Modern portfolio theory (MPT) suggests that returns can be enhanced by reducing risk through diversification. To achieve this goal, market participants usually combine asset classes that have low correlations with one another. For example, bonds typically produce a steady stream of income, while equities can generate capital gains; the combination of equities and bonds in a portfolio can potentially provide both stability and growth features. More importantly, combining different asset classes can reduce overall volatility, which could result in a better risk/return tradeoff. The capital asset pricing model (CAPM) quantifies MPT by identifying beta, which measures a stock’s sensitivity to the market, as the single risk factor in the model.
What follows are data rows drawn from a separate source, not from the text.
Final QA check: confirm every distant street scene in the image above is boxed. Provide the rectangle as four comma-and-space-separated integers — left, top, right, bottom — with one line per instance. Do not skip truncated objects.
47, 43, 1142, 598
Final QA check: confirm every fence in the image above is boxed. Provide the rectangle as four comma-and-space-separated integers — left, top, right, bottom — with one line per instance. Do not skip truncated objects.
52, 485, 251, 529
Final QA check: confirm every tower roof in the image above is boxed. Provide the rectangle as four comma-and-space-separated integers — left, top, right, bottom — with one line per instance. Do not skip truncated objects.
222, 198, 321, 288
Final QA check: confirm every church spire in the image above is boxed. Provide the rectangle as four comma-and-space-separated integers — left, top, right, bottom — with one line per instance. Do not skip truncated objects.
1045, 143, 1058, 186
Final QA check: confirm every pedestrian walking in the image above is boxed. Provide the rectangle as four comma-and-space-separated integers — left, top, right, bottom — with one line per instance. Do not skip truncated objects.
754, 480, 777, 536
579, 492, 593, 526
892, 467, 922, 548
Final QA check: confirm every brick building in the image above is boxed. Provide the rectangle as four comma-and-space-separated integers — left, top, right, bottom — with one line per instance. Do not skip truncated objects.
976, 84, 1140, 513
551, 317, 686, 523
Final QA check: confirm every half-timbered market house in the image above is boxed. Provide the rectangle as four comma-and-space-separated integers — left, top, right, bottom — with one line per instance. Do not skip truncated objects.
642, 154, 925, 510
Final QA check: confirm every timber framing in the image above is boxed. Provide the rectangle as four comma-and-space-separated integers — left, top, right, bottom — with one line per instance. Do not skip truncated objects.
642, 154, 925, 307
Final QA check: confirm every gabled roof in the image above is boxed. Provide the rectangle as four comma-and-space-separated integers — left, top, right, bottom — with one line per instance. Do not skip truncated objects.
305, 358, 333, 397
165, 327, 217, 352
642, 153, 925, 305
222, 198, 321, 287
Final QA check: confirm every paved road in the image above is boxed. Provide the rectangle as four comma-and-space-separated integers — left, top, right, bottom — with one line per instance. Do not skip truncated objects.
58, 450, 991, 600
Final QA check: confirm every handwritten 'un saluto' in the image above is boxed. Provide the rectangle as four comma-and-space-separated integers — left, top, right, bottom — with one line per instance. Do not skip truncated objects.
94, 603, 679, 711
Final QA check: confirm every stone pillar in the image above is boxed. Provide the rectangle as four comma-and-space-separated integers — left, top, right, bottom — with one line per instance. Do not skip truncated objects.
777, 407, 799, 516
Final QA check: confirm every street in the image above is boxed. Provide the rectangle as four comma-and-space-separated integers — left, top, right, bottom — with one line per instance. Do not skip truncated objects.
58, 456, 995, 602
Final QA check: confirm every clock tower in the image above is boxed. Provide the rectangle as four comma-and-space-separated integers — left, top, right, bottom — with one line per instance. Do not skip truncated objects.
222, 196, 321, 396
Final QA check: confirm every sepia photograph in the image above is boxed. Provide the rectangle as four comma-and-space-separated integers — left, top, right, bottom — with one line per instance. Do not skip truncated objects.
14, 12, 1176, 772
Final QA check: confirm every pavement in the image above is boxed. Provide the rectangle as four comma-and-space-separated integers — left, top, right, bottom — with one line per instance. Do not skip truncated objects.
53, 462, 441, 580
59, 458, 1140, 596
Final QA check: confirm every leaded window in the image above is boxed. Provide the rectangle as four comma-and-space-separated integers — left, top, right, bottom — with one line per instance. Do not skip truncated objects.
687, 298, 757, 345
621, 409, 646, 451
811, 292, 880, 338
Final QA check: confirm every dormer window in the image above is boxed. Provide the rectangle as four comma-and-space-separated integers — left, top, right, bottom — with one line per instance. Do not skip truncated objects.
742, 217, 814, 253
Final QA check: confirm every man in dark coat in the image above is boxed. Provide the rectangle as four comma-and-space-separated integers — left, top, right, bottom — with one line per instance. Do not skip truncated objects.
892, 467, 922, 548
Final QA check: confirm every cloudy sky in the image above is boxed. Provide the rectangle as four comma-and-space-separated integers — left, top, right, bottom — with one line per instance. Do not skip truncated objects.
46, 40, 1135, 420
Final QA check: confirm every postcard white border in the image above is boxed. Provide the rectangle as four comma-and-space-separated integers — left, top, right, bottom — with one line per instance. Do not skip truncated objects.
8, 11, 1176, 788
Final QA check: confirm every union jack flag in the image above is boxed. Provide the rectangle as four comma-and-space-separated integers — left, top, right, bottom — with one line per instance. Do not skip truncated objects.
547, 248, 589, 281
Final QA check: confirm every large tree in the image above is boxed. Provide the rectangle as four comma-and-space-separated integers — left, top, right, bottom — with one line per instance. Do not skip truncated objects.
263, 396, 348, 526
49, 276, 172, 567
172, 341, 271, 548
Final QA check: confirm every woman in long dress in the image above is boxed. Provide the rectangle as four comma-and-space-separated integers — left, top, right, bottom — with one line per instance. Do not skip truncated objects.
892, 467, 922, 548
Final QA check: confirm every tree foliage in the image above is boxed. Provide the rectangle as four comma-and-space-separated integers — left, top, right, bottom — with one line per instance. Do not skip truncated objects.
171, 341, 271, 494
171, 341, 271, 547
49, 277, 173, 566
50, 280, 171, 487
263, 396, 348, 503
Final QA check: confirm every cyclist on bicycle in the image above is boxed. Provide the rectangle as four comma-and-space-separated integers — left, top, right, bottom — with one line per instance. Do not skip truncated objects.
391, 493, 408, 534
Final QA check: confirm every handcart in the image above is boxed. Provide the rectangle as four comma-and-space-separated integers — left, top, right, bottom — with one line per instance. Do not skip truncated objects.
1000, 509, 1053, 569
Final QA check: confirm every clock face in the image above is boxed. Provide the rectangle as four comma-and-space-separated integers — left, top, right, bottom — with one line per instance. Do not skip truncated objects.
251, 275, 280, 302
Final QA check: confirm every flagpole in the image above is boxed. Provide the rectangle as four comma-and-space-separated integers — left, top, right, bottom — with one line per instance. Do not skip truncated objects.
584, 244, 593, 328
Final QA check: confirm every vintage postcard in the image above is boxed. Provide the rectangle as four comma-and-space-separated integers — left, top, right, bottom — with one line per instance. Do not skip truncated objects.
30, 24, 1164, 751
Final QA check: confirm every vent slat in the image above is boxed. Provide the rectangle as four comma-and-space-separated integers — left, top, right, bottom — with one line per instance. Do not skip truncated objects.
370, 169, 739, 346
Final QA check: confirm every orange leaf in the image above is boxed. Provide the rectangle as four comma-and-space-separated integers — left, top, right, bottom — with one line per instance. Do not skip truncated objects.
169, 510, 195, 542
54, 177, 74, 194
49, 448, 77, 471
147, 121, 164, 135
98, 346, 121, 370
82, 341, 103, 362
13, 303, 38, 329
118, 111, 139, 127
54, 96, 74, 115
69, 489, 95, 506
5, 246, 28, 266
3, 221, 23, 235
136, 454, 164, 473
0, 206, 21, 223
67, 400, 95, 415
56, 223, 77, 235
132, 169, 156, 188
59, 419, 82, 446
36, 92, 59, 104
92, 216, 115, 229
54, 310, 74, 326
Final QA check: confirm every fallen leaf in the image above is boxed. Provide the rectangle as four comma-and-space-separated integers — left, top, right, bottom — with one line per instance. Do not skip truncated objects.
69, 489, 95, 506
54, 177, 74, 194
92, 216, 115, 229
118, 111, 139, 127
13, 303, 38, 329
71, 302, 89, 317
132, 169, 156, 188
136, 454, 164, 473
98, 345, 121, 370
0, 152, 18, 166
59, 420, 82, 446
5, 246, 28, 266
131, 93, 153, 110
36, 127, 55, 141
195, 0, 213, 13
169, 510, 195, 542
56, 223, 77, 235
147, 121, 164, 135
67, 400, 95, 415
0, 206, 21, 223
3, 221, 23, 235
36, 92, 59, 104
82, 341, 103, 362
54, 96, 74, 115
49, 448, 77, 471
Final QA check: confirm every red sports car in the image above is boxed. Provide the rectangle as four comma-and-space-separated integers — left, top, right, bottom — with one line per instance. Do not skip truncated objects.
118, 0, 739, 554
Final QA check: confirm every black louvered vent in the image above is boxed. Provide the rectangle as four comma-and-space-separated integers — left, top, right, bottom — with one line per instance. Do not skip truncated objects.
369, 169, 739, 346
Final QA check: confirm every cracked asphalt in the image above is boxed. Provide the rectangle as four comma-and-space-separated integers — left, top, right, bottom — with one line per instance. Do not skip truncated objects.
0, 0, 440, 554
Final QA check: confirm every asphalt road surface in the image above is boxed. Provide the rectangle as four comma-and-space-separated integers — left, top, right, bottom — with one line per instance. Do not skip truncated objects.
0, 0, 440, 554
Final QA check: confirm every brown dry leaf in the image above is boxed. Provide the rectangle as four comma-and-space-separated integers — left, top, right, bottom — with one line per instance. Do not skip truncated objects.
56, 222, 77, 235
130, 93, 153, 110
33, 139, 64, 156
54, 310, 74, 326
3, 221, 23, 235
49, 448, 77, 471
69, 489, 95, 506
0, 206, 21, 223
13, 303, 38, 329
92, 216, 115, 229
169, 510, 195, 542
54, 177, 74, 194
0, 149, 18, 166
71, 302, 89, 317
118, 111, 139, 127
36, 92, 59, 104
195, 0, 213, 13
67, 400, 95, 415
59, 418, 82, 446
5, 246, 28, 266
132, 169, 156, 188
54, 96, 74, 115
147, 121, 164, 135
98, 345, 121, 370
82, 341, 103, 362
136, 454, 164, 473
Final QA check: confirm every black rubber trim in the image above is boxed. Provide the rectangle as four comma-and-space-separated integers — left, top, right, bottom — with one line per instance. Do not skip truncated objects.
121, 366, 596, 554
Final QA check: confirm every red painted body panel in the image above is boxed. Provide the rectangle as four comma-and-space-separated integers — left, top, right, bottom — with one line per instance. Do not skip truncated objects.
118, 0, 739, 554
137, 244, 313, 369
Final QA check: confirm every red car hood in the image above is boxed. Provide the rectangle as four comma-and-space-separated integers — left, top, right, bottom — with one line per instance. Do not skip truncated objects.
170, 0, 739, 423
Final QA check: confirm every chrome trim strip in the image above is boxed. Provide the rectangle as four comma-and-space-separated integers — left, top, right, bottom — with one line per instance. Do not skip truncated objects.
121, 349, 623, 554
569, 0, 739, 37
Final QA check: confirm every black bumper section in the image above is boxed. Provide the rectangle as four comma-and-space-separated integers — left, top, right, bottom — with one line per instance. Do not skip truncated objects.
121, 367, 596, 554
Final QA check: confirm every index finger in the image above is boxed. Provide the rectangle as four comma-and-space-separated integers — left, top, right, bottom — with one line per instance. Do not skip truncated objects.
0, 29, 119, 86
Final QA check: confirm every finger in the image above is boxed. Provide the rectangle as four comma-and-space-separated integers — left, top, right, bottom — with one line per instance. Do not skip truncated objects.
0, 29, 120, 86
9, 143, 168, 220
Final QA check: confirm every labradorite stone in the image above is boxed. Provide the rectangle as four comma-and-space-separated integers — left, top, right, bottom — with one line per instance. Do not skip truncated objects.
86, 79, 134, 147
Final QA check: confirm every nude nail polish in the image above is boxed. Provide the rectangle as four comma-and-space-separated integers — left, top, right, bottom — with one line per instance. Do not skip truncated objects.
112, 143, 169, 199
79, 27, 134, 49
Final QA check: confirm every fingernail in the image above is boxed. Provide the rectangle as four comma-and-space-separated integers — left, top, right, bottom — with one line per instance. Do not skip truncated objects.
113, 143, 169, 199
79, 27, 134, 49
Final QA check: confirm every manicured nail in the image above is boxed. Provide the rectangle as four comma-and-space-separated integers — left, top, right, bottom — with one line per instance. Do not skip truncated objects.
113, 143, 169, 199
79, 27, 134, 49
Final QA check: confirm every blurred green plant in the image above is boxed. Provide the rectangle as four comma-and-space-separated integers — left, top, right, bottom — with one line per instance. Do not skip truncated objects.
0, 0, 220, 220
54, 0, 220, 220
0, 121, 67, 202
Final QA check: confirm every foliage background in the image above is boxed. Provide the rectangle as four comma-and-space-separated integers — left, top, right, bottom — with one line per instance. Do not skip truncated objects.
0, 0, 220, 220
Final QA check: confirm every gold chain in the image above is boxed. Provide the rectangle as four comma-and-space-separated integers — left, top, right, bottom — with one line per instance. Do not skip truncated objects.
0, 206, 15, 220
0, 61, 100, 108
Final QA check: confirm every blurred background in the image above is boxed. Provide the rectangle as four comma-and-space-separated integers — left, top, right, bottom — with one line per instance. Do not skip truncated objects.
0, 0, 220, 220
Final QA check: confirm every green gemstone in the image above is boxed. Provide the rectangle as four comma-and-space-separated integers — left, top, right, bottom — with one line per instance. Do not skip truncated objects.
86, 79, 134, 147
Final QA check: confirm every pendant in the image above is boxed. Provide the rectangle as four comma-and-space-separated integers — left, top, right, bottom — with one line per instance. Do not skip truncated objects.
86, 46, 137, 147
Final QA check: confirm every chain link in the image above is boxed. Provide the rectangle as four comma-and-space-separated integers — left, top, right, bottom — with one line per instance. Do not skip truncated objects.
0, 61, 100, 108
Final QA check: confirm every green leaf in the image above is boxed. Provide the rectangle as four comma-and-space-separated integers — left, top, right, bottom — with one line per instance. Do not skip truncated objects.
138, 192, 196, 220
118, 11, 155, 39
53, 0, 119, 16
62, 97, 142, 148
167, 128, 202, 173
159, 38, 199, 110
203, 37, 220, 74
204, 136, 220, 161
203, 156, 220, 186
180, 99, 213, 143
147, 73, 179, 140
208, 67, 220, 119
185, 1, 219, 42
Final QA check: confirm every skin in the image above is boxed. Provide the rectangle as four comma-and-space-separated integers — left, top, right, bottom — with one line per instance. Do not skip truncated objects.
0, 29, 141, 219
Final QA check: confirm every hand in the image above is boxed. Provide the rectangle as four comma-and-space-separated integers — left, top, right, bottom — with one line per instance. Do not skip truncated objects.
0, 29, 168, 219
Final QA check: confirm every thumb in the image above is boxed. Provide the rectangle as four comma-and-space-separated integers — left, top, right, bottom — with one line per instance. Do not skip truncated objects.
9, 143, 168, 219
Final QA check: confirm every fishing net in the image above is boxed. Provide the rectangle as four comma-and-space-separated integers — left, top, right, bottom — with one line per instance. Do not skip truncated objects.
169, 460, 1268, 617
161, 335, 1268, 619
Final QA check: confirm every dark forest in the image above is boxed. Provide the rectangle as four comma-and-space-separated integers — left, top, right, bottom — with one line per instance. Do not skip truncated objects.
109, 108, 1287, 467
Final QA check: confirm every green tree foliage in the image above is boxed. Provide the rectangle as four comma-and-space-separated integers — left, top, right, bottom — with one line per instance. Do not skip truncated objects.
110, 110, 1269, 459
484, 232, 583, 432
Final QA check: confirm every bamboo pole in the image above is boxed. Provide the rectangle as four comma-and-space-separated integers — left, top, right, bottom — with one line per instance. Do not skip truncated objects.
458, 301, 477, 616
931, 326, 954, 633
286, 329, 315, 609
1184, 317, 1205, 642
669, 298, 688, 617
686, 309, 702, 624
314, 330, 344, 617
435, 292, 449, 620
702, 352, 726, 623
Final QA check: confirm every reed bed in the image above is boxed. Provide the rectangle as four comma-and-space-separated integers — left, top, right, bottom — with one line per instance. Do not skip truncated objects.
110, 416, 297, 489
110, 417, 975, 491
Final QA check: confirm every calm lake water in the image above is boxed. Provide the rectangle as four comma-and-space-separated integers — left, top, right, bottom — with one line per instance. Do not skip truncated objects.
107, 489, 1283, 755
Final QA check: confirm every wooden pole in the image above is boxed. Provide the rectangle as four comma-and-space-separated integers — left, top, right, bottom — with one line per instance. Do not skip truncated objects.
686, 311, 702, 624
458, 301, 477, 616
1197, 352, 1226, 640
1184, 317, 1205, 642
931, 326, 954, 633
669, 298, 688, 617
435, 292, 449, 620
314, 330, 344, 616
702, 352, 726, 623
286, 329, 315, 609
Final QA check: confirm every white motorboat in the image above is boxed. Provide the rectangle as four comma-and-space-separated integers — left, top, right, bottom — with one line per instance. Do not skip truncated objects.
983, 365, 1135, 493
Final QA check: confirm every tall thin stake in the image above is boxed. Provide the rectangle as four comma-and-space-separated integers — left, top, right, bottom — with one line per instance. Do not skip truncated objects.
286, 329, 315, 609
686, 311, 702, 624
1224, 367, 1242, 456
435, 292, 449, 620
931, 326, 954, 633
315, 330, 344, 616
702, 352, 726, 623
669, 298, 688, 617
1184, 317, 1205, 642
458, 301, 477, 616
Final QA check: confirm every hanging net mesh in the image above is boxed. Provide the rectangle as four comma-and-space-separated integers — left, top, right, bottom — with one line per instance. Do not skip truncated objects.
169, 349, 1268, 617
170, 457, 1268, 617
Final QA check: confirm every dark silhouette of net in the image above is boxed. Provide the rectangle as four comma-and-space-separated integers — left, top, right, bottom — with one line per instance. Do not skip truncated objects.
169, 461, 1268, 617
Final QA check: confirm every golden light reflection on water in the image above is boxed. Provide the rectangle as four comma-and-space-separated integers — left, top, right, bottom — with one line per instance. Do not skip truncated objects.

Hence, higher returns can be realized by taking on greater risk, and a more moderate return could result from taking on less risk.
Many risk factors have been identified as drivers of equity return since the introduction of CAPM. As diversification can be achieved by combining various factors that have low or negative correlation, a factor-based asset allocation approach, which is designed to capture systematic risk factor exposures, has gained popularity in recent years. Essentially, a factor-based strategy employs the underlying return drivers (factors) of securities to form a well-diversified, systematic portfolio that can deliver higher risk-adjusted returns than the broader market over a long-term investment horizon.
In this paper, we explore how a stylized, factor-based framework could be applied to equity markets in Latin America and whether performance can vary in different Latin American countries. In doing so, our research explores how a multi-factor concept, based on combining negatively correlated factors, could work effectively in a relatively volatile region such as Latin America.